B. Companies House will issue a temporary set of Articles that expire after 6 months.
C. The company will automatically adopt the Model Articles as its Articles of Association.
D. The company will be allowed to operate without any Articles of Association.
C. The company will automatically adopt the Model Articles as its Articles of Association.
Explanation:
Under section 20(1) CA 2006, if a company does not submit Articles of Association, the default Model Articles prescribed by the Secretary of State will apply. These regulate company management, director powers, and shareholder rights.
A businessperson signs a contract on behalf of a company before it is incorporated. What is the legal effect of this contract under section 51 CA 2006?
A. The contract is binding on the company once it is incorporated.
B. The contract is automatically invalid.
C. The person who signed the contract is personally liable unless the contract is novated.
D. The company can ratify the contract once it is incorporated.
C. The person who signed the contract is personally liable unless the contract is novated.
Explanation:
Under section 51 CA 2006, a contract made before incorporation does not bind the company. Instead, the person who acted on behalf of the company is personally liable, unless the contract is novated (i.e., replaced by a new contract with the company post-incorporation).
Which of the following is NOT a valid requirement for incorporating a company under the Companies Act 2006?

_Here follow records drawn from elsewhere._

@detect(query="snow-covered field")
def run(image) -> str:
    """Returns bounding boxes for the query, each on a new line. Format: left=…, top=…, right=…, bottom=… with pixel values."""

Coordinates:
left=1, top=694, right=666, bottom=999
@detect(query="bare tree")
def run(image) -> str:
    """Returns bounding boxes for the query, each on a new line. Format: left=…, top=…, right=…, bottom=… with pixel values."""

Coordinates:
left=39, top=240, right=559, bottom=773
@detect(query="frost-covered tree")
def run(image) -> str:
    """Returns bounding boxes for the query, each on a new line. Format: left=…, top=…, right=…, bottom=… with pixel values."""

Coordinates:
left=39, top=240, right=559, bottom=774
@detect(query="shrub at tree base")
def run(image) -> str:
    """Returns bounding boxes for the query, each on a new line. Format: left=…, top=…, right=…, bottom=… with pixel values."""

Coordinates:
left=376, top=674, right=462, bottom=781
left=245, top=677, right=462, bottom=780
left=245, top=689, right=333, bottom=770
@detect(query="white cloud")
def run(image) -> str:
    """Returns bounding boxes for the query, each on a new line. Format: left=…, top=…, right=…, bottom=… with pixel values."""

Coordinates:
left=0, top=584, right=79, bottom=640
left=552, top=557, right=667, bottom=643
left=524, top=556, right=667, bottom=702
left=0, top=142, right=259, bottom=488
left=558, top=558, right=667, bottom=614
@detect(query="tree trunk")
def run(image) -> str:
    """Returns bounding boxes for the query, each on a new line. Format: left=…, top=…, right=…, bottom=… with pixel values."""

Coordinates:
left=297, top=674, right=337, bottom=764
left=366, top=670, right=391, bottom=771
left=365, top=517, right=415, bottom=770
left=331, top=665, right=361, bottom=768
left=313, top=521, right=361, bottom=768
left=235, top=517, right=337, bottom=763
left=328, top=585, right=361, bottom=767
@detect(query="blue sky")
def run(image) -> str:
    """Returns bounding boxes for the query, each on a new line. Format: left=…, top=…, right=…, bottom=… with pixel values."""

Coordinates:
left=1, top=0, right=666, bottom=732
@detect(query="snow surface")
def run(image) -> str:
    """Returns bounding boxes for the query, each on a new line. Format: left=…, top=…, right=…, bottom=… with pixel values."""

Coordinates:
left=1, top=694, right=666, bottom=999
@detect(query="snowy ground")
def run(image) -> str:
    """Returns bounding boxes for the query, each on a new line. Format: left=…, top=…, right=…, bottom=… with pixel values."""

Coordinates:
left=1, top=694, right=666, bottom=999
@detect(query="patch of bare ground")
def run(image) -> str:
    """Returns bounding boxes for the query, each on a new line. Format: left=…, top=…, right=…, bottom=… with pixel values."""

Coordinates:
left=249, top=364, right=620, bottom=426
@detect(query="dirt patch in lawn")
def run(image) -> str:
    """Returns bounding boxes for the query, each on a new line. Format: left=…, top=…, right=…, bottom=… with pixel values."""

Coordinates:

A. The company must have at least one shareholder.
B. The company must have a minimum of two directors.
C. The company must have a registered office in the UK.
D. The company must submit a statement of compliance to Companies House.
B. The company must have a minimum of two directors.
Explanation:
Under section 154 CA 2006, a private company only requires one director. However, public companies require at least two directors. Every company must also have at least one shareholder, a registered office, and file a statement of compliance.
What happens if a company wants to change its name after incorporation?
A. The company must submit a court application to change its name.
B. The company can change its name by special resolution or any other method provided in its Articles.
C. The company cannot change its name once incorporated.
D. The company can only change its name if it has been in operation for at least 12 months.
B. The company can change its name by special resolution or any other method provided in its Articles.
Explanation:
Under section 77(1) CA 2006, a company’s name can be changed:
By a special resolution of the shareholders
Or by a method set out in its Articles of Association
Once approved, Companies House must issue a new Certificate of Incorporation on Change of Name for the change to take effect.
A business purchases a shelf company and wants to make changes. Which of the following steps is NOT necessary?
A. Transferring the shares to the new owners.
B. Changing the registered office address.
C. Filing a fresh Certificate of Incorporation.
D. Replacing the existing directors with the new owners.
C. Filing a fresh Certificate of Incorporation.
Explanation:
A Certificate of Incorporation is issued only when the company is first incorporated. If a shelf company is acquired, the buyer must change directors, update shareholder details, and amend the registered office, but no new Certificate of Incorporation is required.